Last week’s new Debussy DTC/Toys’R’Us CMBS transaction , which we were happily involved in, has sparked media attention as a sign of recovery of investors’ faith in the European securitisation markets. It also demonstrated investor demands to address some of the structural issues that had arisen in the original Vanwall securitisation as well as other legacy CMBS transactions.

This new CMBS incorporates many of the features based on a set of guidelines drawn up by banks and funds to govern new European CMBS transactions (although it should be noted these are separate from the guidelines drafted by Commercial Real Estate Finance Council’s CMBS 2.0).

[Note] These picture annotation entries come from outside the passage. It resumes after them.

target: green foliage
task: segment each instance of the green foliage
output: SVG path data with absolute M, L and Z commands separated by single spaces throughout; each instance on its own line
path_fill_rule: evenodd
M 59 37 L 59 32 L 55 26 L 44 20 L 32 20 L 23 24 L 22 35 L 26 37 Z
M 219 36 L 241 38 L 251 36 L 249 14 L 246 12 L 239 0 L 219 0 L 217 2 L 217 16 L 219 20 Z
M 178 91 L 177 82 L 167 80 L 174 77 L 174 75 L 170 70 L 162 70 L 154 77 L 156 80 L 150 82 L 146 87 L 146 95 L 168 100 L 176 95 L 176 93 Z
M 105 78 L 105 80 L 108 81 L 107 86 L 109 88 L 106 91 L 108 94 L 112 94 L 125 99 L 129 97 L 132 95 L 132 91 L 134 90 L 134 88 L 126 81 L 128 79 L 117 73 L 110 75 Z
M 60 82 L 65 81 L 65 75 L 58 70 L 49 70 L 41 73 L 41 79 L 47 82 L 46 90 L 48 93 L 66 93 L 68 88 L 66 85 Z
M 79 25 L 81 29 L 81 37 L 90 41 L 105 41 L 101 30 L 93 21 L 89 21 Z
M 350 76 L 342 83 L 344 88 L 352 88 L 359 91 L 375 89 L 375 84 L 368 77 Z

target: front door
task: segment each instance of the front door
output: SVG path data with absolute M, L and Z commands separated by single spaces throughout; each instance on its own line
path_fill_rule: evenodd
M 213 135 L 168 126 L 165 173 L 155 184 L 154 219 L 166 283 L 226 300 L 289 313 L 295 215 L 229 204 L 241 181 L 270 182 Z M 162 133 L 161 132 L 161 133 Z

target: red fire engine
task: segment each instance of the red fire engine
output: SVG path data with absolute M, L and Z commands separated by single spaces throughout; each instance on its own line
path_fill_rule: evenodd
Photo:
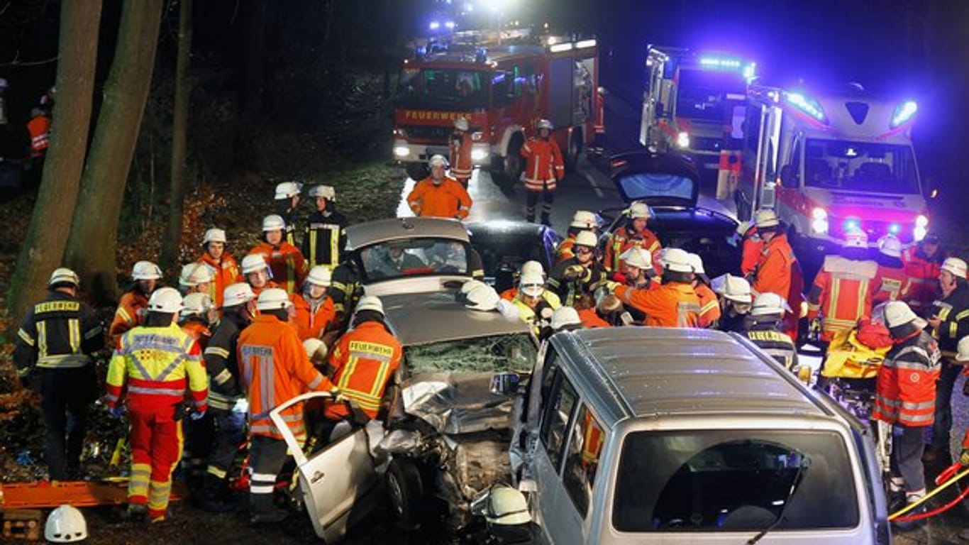
M 408 174 L 448 155 L 459 117 L 471 127 L 472 161 L 502 184 L 520 177 L 519 149 L 539 119 L 555 126 L 552 138 L 570 165 L 603 132 L 593 39 L 459 32 L 417 51 L 404 61 L 393 116 L 393 155 Z

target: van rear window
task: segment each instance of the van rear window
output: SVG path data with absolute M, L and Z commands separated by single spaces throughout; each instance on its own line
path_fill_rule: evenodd
M 759 531 L 782 517 L 777 530 L 855 528 L 853 475 L 832 432 L 637 432 L 623 444 L 612 526 Z

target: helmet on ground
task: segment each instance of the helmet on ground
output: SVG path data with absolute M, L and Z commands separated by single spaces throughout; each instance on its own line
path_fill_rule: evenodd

One of the most obvious features from a structuring perspective is the enhanced role of the servicer which, amongst other things, has taken over various responsibilities that would previously have been the responsibilities of a securitisation issuer such monitoring the performance of the transaction parties and exercising the rights of the issuer in respect of any remedies. While this allows a party with commercial expertise to monitor the transaction (and replace the issuer’s agents were necessary), it also means that the servicer’s role is no longer confined to dealing with the loan level documents and parties. As a consequence, the noteholders in the transaction have also acquired direct rights against the servicer.

The requirement to receive rating agency confirmations has also been removed. This is to be welcomed, particularly in light of Fitch’s reluctance to provide confirmations in cases where an operating advisor/controlling class want to replace a special servicer (see our previous blog (as demonstrated by the recently resolved replacement of Hatfield Philips on the Sisu loan in Windermere XIV transaction notice)).

As much as an enhanced servicer role can solve some of the issues that have recently dogged CMBS transactions, it is important to remember that the role of the servicer has its limits. At the end of the day, the servicer is an agent of the issuer and has a different mind-set to that of a trustee, who is a representative of the noteholders and has fiduciary duties towards them. Hence that stated aim of the guidelines to remove trustee discretion “as far as possible” may not be practical in all circumstances. In Toys, for example, while the note trustee is under a duty to implement modifications and consents if directed to do so by the Servicer such requests are likely to relate to consequential amendments to the main securitisation level documents following amendments/consents granted at the loan level. The note trustee retains broad discretion to consider all other amendments and consents in the usual way.

With few CMBS transactions currently in the market, it remains to be seen if the solutions adopted in this CMBS will be adopted as the standard going forward.